Official: HK people should abide by NPC ruling
Hong Kong people are duty-bound to accept the decision made by the country's top legislature that ruled out universal suffrage in the election of the chief executive and Legislative Council in 2007 and 2008, said the mainland's top official in Hong Kong.
Gao Siren, director of the Liaison Office of Central People's Government in Hong Kong, was speaking yesterday at the 12th anniversary reception of the Democratic Alliance for Betterment of Hong Kong.
Gao said the ruling by the National People's Congress Standing Committee (NPCSC) on the political development of Hong Kong was the final legal authority. Hong Kong people - as law-abiding citizens - should respect the decision, he said.
He noted that in the procession on July 1, some demonstrators had chanted inappropriate slogans.
Speaking at the same function, the commissioner of the Ministry of Foreign Affairs in Hong Kong, Yang Wenchang, said that he could see in the television footage that many people taking part in the procession were rational.
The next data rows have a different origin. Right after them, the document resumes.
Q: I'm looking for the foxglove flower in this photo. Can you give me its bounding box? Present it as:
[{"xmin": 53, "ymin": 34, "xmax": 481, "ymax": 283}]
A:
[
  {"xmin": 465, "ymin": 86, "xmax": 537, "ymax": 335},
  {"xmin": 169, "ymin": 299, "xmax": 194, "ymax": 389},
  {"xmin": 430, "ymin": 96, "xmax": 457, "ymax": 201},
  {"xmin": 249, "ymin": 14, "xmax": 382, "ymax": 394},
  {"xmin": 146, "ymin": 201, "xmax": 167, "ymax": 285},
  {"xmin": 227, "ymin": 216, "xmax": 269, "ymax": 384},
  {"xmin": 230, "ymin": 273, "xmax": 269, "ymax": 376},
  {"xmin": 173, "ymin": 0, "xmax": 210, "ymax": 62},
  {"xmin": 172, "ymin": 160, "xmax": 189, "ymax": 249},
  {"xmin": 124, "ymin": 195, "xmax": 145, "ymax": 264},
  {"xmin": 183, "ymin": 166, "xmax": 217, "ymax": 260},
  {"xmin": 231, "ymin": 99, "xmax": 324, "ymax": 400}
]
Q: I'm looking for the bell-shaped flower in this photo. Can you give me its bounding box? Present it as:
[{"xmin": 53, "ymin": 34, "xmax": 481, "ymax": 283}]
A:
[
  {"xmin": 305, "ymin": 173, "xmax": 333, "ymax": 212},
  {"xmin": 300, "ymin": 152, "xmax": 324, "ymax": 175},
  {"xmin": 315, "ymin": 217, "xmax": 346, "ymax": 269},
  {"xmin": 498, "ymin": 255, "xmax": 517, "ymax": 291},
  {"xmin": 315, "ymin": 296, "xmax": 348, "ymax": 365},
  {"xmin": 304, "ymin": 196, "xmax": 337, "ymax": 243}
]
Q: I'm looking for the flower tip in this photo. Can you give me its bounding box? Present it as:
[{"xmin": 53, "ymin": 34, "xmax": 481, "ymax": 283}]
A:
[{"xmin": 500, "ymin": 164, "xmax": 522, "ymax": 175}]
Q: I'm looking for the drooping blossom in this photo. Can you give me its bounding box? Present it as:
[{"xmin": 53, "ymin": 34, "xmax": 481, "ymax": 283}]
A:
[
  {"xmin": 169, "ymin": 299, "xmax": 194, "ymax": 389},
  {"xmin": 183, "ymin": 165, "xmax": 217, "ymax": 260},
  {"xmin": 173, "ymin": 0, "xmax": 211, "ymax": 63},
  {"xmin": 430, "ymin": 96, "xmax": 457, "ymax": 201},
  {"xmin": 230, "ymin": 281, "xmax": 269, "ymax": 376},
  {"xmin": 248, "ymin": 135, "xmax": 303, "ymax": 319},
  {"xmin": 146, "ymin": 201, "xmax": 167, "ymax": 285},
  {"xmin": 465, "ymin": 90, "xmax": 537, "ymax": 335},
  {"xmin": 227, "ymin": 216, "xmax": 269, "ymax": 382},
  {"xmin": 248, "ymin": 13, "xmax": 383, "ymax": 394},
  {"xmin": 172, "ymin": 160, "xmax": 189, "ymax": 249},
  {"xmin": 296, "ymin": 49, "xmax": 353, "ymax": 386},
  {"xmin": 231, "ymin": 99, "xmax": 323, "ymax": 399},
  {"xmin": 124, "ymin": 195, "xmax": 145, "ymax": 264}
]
Although the decision by the NPCSC could not be changed, Yang said the election arrangements in 2007 and 2008 were still open to improvement.
He reiterated that Hong Kong was like a brilliant pearl and the central government would do everything to safeguard Hong Kong's interests.
Meanwhile, Chief Executive Tung Chee-hwa will meet with 22 "democrat" legislators tomorrow to hear their demands for universal suffrage in 2007 and 2008.
Speaking yesterday, Executive Councillor Leung Chun-ying said it was impossible for the NPCSC to overturn its decision on Hong Kong's constitutional development.
In another development yesterday, nearly 600 businessmen, political figures, academics and professionals - including Executive Councillor Andrew Liao, STDM chief Stanley Ho, retired Justice of Appeal Benjamin Liu, legislator Abraham Shek and DAB Vice-Chairman Tam Yiu-chung - issued a statement in the press to stress the importance of maintaining pragmatism, stability and harmony in Hong Kong.
They said pragmatism, stability and harmony were also the core values of Hong Kong. They drew reference to a declaration by another group of academics and professionals that said, among others, liberty, democracy and human rights were Hong Kong's core values.
They said pragmatism made Hong Kong prosper, stability formed the base of all long-term objectives and harmony laid the foundation of prosperity and development.
"Treasure Hong Kong's relationship with the central government and the mainland; treasure harmony between all sectors; treasure social stability," they urged.